I cannot wait to graduate and concentrate on my two babies, I really can’t, but this will so be worth it when I can work less and be with them more for the same money.

bageljam · 26/04/2021 09:12

@Wabe @FTEngineerM You are those people I'm talking about being in awe of ;-)

I made an effort to go to as many groups etc. that I could (pre-COVID), but I was generally racked with anxiety and guilt if I wasn't paying attention - assuming that DC would wake up whenever I tried to do more than washing up. Obviously I know better now - and realise how much my mental health had an impact, which I couldn't predict - although definitely don't want to do it again.

IbrahimaRedTwo · 26/04/2021 09:16

10 weeks at 4 hours a week? I would say easily.

I started my masters when my 2nd DD was 2 weeks old and was 2nd year of my PhD when my 3rd DD was born. Never stopped.

Wabe · 26/04/2021 09:21

[quote bageljam]**@Wabe* @FTEngineerM* You are those people I'm talking about being in awe of ;-)

I made an effort to go to as many groups etc. that I could (pre-COVID), but I was generally racked with anxiety and guilt if I wasn't paying attention - assuming that DC would wake up whenever I tried to do more than washing up. Obviously I know better now - and realise how much my mental health had an impact, which I couldn't predict - although definitely don't want to do it again.

[/quote]
You're very nice, but I deserve no awe. I was completely miserable during maternity leave not helped by having to move rather hurriedly from London to a deeply insular village during a record-breakingly cold winter with a challenging small baby, where the groups were unfriendly and kindred spirits were thin on the ground and having a book on the go kept me from going completely mad. And the good thing about fiction is that you can do a fair bit of planning while walking/holding a baby who will only nap on you etc.

Oilpyi · 26/04/2021 09:24

I think my first it would’ve been difficult, but maybe doable. With my third I carried on a year of my masters.
What you need is clear time though. Either a dp who will reliably leave you in peace at a scheduled time for a few hours (and not keep presenting with the baby is hungry/ doesn’t know how to stop crying/ wants mummy). Or a friend family member who will do this. You can’t mentally switch into work if half your brain is focused on the next wake up/feed etc. It’s more head space than anything. You may physically have time, but you can’t switch your brain to work.

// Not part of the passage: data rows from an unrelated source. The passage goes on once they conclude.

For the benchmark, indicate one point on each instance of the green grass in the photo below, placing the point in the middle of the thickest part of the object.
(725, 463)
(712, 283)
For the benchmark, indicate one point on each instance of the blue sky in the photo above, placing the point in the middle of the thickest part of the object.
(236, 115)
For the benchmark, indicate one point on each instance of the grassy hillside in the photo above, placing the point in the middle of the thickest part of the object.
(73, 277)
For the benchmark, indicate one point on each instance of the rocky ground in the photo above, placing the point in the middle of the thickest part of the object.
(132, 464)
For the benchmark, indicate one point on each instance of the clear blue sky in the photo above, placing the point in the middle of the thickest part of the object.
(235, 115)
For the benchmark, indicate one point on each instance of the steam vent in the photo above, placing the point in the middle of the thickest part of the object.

Babyboomtastic · 26/04/2021 10:01

I think @Oilpyi may have found the key to this. Some people need a clear head to properly get into work/a task, and if they don't know if the 'slot' is going to last 10 minutes or 2 hours, then find it very hard to do. Others find that ok. Neither is the right way to approach things, and I'm not sure how easy it is to change from one to another.

Wabe · 26/04/2021 10:09

@Babyboomtastic

I think *@Oilpyi* may have found the key to this. Some people need a clear head to properly get into work/a task, and if they don't know if the 'slot' is going to last 10 minutes or 2 hours, then find it very hard to do. Others find that ok. Neither is the right way to approach things, and I'm not sure how easy it is to change from one to another.
I think that's right. I was writing fiction (which you can plan in your head of unable to get to a desk), and academic essays which are just about manageable in short bursts, but I couldn't have written a full-length academic book on maternity leave.

I do think I personally have got less good down the years at just managing to fit work in available tiny slots without time to 'clear my head' -- probably because I haven't had to do it anywhere near as much. The type of project will make a difference, too. I'm pretty sure I couldn't have written the book I'm working on now on maternity leave.